Another way to see if an email passes SPF, DKIM, and DMARC is to test your email using a mail tester. To start working with it, you need to send an email from the address that you are going to investigate to the random email address that is shown on the mail tester website.
4. If outgoing emails are valid but they fail DMARC, the problem is in DMARC policy. To troubleshoot and resolve this issue:
- Check if SPF and DKIM settings have been done correctly and emails pass their authentication policies.
- Check DMARC policy alignment. Sometimes strict DMARC alignment can cause the emails to be sent into a Spam box or rejected.
- Check the DMARC reports that you receive daily to find the emails that have problems passing SPF, DKIM, or DMARC authentication policies.
Requirements for bulk email senders
As the importance of email security is increasing significantly, popular email platforms like Google and Yahoo have stricter rules for email senders, specifically bulk senders. All the email senders should define SPF and DKIM records for the domains that they send emails from. The bulk senders must also have a DMARC policy for preventing email attacks like spoofing or phishing.
Another important requirement for bulk email senders is to have an unsubscribe option. If you send subscription emails (especially more than 5000 per day), a one-click unsubscribe link in the email body text must exist. You need to add both of the headers below to your outgoing emails:
List-Unsubscribe-Post: List-Unsubscribe=One-Click
List-Unsubscribe: <https://example.com/unsubscribe/example>
Conclusion
In conclusion, maintaining email security is crucial for email senders to protect their communication against email attacks like phishing or being flagged as spam. To safeguard emails, it is important to have important email security DNS records like SPF and DKIM defined. If you are a bulk email sender, then it is strongly recommended to add a DMARC record as well which works based on SPF and DKIM checks. These records validate the email-sending server or domain and prevent emails from being moved to spam boxes.
📚Resources:
FAQs about email security records
A SPF record is a DNS TXT record that is used for authenticating sent emails by checking if the sending server IP or domain is listed in SPF record or not.
A DKIM record is a DNS TXT record that is used for email authentication. DKIM adds a digital signature to the emails’ headers to prevent spoofing attacks. By defining a DKIM DNS record, the receiving server checks the validity of the digital signature located in the emails header using the public key in the DKIM DNS record.

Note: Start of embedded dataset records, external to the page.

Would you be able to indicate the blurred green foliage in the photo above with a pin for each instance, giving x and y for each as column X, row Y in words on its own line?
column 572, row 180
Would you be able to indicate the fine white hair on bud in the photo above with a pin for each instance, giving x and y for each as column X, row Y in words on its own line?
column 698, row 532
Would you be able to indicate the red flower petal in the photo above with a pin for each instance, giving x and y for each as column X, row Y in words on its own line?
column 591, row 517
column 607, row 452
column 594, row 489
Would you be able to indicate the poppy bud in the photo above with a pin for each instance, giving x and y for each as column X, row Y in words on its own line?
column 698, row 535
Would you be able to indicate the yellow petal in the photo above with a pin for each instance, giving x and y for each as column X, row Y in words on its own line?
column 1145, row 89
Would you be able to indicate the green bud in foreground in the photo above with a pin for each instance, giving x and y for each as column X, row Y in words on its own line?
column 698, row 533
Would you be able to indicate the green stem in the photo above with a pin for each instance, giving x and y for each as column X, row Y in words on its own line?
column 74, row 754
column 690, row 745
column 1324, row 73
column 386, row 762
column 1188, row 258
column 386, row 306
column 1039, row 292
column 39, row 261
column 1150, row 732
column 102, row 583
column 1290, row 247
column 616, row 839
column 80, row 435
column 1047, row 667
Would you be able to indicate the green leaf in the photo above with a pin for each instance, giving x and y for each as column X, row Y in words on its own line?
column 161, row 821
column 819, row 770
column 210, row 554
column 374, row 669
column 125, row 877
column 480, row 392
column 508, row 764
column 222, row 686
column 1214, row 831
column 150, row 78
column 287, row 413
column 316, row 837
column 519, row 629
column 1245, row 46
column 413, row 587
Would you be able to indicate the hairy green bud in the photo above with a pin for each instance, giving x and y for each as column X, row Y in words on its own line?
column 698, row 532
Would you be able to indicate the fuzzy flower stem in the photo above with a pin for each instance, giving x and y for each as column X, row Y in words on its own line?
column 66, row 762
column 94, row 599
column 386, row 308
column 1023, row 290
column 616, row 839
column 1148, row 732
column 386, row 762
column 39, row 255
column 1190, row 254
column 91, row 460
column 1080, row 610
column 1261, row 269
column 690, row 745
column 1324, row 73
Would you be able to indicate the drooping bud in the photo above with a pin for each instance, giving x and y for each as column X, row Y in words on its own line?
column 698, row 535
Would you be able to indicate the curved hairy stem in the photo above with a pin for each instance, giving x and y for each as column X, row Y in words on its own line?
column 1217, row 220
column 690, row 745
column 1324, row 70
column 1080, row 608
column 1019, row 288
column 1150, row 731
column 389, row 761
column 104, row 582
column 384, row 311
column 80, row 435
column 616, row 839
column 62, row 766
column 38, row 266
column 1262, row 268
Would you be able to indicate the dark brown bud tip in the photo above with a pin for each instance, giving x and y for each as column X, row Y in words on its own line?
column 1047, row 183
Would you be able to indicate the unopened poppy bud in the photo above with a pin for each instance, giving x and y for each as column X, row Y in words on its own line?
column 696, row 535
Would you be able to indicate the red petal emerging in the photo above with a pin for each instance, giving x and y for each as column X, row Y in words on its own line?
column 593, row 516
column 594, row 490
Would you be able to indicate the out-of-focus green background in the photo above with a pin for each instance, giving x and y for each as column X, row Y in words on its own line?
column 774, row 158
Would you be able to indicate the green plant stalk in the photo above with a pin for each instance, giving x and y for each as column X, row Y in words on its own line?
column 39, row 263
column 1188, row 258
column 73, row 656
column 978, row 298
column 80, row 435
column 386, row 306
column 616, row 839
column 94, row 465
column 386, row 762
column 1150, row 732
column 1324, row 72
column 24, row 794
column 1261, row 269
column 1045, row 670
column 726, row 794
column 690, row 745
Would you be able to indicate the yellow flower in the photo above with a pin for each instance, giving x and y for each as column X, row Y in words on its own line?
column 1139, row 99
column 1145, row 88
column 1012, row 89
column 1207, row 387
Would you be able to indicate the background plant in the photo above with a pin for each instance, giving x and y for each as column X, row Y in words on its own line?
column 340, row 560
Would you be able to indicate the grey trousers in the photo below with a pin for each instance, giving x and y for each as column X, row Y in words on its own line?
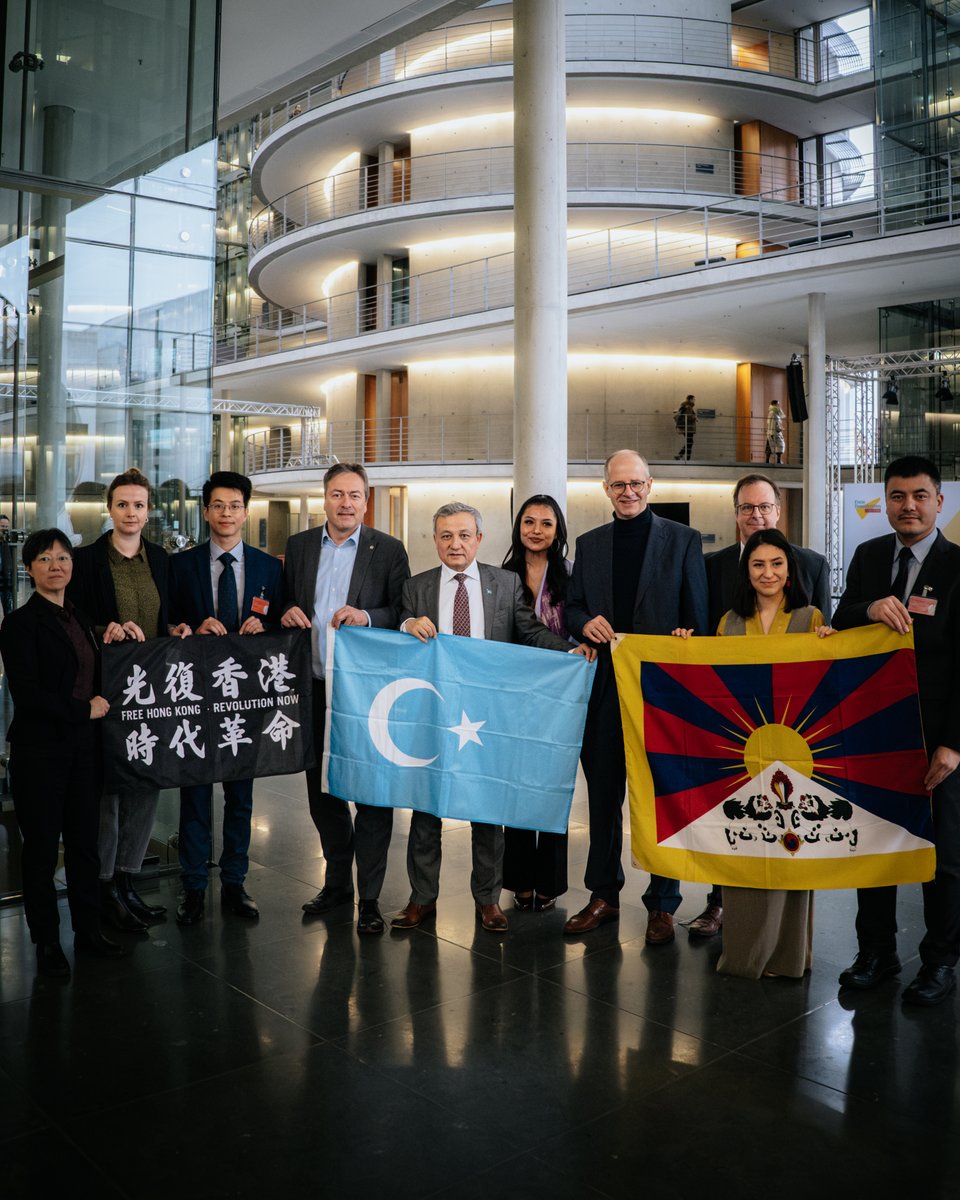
column 424, row 859
column 126, row 822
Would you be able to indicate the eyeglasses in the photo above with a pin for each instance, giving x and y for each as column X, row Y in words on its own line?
column 747, row 510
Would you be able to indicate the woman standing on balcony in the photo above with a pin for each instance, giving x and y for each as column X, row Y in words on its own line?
column 534, row 864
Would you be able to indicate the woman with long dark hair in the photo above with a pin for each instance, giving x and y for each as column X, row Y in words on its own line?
column 534, row 864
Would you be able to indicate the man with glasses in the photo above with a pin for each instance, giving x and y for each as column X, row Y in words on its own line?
column 223, row 586
column 756, row 505
column 345, row 574
column 636, row 575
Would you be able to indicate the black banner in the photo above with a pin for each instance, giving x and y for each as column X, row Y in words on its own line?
column 204, row 709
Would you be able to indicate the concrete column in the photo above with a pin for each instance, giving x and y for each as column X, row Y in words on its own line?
column 52, row 395
column 539, row 250
column 815, row 456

A DMARC policy is a way of email authentication which helps the domain owners protect their domains from illegal uses such as spoofing and phishing. DMARC works based on the SPF and DKIM authentication results and decides what to do next if any of the mentioned protocols is not passed.
SPF and DKIM records are not obligatory, but from an email security perspective, these two are Highly Recommended.
Google Admin Toolbox Messageheader, mail-tester.com, and MXToolbox DMARC Check are some of the common tools for checking DMARC.
The “p” and “v” tags are required in a DMARC record. The “p” tag shows the further actions with unauthorized messages to be done by the email receiving server and the “v” tag shows the DMARC version which should be DMARC1.
If you send emails less than 5000 per day, you need to set SPF and DKIM as mandatory records (also better to have a DMARC record too), but if you are a bulk email sender (>5000 emails/day), a DMARC record is required as well.
No, it is not possible to have multiple DMARC records for a domain as each domain should have only a unique DMARC record.
No, it is not possible to have multiple SPF records for a domain, but you have a single SPF record which contains multiple domains and IPs.